Itulah pola pandang Pygmalion. Ia selalu melihat sesuatu dari segi yang baik, yang positif.
Suatu hari Pygmalion memahat  patung wanita dari kayu yang sangat halus. Patung itu berukuran manusia. Ketika  rampung, patung itu tampak seperti manusia sungguhan, sangat cantik dan menawan.  Pygmalion pun jatuh cinta pada patung hasil karyanya sendiri. Ia senantiasa berpikir positif dan  memperlakukan patung itu sebaik-baiknya, layaknya kepada  manusia, bahkan seperti memperlakukan kepada isteri.
Para dewa di Gunung Olympus  menghargai sikap Pygmalion, lalu mereka memutuskan untuk memberi anugerah kepadanya, yakni mengubah patung itu menjadi manusia,  dan menjadi istri Pygmalion.  Begitulah, Pygmalion hidup bahagia dengan isterinya, Galatea yang konon adalah wanita tercantik di seluruh  Yunani.
Nama Pygmalion kemudian dikenang  untuk menggambarkan dampak pola berpikir  positif. Kalau kita berpikir positif tentang suatu keadaan atau seseorang, seringkali hasilnya  menjadi  sangat positif. Misalnya, Jika kita berpikir baik dan bersikap ramah terhadap seseorang, maka  orang itu pun akan menjadi ramah terhadap kita. Jika kita berpikir dan memperlakukan anak kita sebagai anak yang cerdas, akhirnya dia betul-betul menjadi anak cerdas. Jika sejak semula yakin bahwa upaya kita akan berhasil, besar sekali kemungkinannya  upaya itu  menjadi berhasil, sejauh dikerjakan dengan dorongan pikiran positif.
Dampak pola berpikir positif seperti itu disebut Pygmalion Effect. Barangkali efek pygmalion ini juga yang memengaruhi hukum tarik menarik atau law of attraction dalam The Secret karya Rhondha Byrne, Â yang populer pada dekade silam.
Pikiran kita memang seringkali mempunyai dampak fulfilling prophecy atau ramalan tergenapi, baik positif maupun negatif.
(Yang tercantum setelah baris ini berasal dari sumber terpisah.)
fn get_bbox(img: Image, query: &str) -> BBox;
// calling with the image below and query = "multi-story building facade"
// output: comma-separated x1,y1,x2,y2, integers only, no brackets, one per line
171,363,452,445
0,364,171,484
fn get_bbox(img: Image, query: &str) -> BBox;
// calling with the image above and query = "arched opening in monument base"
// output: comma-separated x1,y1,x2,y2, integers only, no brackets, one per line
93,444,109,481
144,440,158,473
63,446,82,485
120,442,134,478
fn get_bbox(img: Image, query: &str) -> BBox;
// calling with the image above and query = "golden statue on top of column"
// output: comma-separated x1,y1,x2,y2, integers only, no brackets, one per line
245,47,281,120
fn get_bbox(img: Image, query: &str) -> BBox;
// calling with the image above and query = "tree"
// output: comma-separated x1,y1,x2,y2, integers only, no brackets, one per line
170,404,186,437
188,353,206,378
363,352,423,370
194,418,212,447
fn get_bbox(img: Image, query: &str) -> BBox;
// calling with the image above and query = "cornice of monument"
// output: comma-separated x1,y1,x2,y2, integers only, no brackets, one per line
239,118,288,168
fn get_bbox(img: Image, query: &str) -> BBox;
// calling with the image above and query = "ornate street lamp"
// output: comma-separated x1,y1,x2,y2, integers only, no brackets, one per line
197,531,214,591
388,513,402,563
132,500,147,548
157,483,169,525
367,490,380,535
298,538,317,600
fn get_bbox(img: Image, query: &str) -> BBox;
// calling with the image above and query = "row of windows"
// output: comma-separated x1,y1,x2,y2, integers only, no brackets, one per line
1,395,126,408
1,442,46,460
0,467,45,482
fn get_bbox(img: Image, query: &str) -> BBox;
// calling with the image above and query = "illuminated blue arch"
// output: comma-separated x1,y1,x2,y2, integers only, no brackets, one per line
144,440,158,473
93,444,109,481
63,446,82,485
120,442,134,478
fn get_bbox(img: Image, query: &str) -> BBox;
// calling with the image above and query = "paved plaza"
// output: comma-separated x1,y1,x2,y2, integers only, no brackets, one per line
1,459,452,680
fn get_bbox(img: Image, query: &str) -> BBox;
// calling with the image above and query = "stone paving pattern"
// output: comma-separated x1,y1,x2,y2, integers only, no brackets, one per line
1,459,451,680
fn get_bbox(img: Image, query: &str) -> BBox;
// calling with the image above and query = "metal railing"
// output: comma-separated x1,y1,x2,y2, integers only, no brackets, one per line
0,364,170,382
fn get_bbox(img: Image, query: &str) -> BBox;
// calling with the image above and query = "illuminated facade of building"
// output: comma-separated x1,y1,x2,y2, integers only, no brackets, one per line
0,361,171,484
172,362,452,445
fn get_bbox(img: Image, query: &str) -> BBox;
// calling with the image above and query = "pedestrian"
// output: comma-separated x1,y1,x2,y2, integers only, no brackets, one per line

Misalnya; kalau kita berpikir dan menganggap anak kita tidak jujur, dan terus mencurigainya, akhirnya ia betul-betul menjadi anak tidak jujur. Kalau  kita berpikir dan menganggap rekan kerja kita judes,  dan kita menghindarinya, maka akhirnya dia betul-betul  jadi rekan kerja yang  judes. Kalau pada awal usaha kita sudah berpikir tidak sanggup, besar sekali kemungkinannya  usaha kita betul-betul  gagal.
Pola Pygmalion adalah:  berpikir, menduga dan berharap hanya yang baik tentang suatu keadaan atau seseorang. Seperti  gambaran manusia yang kembali fitrah,  ciptaan yang sempurna.
Bayangkan, bagaimana besar dampaknya bila kita berpola pikir positif seperti itu. Kita tidak akan berprasangka buruk tentang orang lain. Kita tidak akan ikut menggunjingkan desas-desus yang jelek tentang orang lain. Kita tidak menduga-duga yang jahat tentang orang lain, khususnya rekan sejawat.
Berpikir baik tentang diri sendiri. Berpikir baik tentang orang lain. Berpikir baik tentang pekerjaan, akan membuat hidup menjadi lebih baik dan menyenangkan.
Dengan membiasakan diri berpikir positif, akan kita rasakan: keluarga menjadi hangat,  kawan menjadi andalan,  pekerjaan menjadi menyenangkan,  dunia menjadi ramah, hidup menjadi indah, dan  dengan siapa pun menjadi akrab bersahabat. Â
Mari kita memulai hari-hari baru dengan pikiran  positif.